I dont think they can without a 2/3 vote due to proposition 5 or whatever its called that the sfw pushed through a few years ago.....................someone correct me if Im wrong...


----------



## TRAPPER23 (Jun 3, 2008)

It will never happen they passed a law a few years back that made it so the anti's would never beable to out-law foot hold traps like they did in Colorado. My father in law is the president of the Utah trappers association and i'm 100% sure he and I would know by now. I do know that the DWR is going to take one bobcat tag away possible two from us this year because they said it took along time for people to catch bobcats, even though they didn't take into consideration the amount of snow we had this year and most of the traps acrossed the state were covered in 3 feet of snow, and they used pricing of pelts against us wich in the bobcat plan they drew up they said they wouldn't use that to decide if they took tags or left it the same.


----------



## HGD (Mar 5, 2008)

Let alone the guy they popped for getting carried away with the cats....pretty sure he trapped over my line a in a place or 2. I know theres a lot more bobcats than they think.


----------



## HighNDry (Dec 26, 2007)

I think they are just banning leghold traps.


----------



## TRAPPER23 (Jun 3, 2008)

Can u tell me the difference between a foot hold trap and a leg hold trap?

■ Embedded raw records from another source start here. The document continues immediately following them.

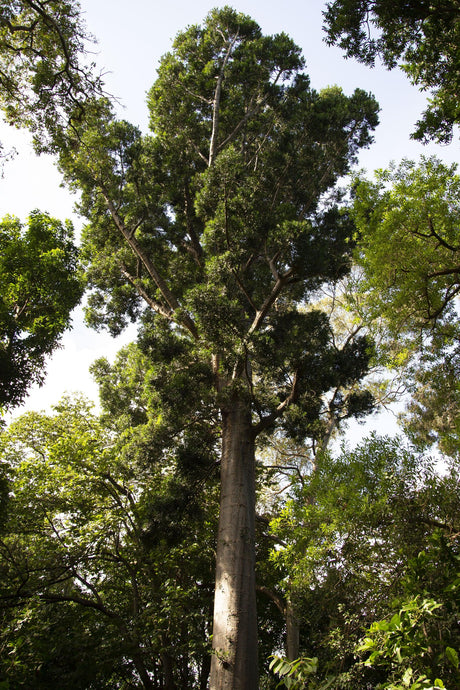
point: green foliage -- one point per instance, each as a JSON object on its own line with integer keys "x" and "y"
{"x": 351, "y": 536}
{"x": 39, "y": 287}
{"x": 296, "y": 675}
{"x": 413, "y": 643}
{"x": 106, "y": 572}
{"x": 408, "y": 228}
{"x": 421, "y": 37}
{"x": 45, "y": 78}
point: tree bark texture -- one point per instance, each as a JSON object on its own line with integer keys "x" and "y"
{"x": 234, "y": 664}
{"x": 292, "y": 633}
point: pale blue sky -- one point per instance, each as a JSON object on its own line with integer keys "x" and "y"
{"x": 132, "y": 36}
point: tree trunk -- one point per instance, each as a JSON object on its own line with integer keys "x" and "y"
{"x": 234, "y": 664}
{"x": 292, "y": 633}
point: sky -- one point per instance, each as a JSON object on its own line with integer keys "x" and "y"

Utah is not banning any traps they did make a law that you have to have a 300 pound break away on snares and big bear traps with teeth on them have been illegal for along time. If you have information that I don't know please share you got my attention but I think someone is feeding you a bunch of crap.


----------



## HighNDry (Dec 26, 2007)

My mistake. A leghold trap is the same thing as a foothold trap. They were called leghold traps up until the anti trappers started to whine about how the leghold trap will break the animals leg so the trappers started to call them foothold traps to make it sound more humane.

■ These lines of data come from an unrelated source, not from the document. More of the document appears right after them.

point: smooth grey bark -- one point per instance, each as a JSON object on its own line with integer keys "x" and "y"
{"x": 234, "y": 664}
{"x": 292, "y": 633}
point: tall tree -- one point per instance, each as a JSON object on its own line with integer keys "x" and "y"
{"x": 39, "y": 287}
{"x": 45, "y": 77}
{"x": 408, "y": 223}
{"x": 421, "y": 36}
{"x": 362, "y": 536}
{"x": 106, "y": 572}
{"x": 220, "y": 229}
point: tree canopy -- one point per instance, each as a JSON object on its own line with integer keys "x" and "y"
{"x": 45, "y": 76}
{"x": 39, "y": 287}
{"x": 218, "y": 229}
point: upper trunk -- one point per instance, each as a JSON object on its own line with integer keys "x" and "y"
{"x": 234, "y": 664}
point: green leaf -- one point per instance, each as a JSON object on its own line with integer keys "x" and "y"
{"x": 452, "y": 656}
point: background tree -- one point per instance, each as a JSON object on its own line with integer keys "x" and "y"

Anti trapping folks are trying to ban all trapping, but have concentrated on the leghold trap (foothold) trap as the starting place.


----------



## TRAPPER23 (Jun 3, 2008)

Well I can tell you that the Utah Trappers Association will fight to the death before they let the anti-trappers/hunters come to utah and ban foot hold traps like they did in colorado. It will never happen so don't worry about it it is just rumors.


----------



## HighNDry (Dec 26, 2007)

TRAPPER23 said:


> Well I can tell you that the Utah Trappers Association will fight to the death before they let the anti-trappers/hunters come to utah and ban foot hold traps like they did in colorado. It will never happen so don't worry about it it is just rumors.


Never say never!
My great granddaddy said they could never limit the number of bobcats he caught because that is how he provided for his family. Well...they did! They told him he could only provide one deer per year for his family and then they told him he could only catch 8 fish, then 4, then 2. Times, they change.


----------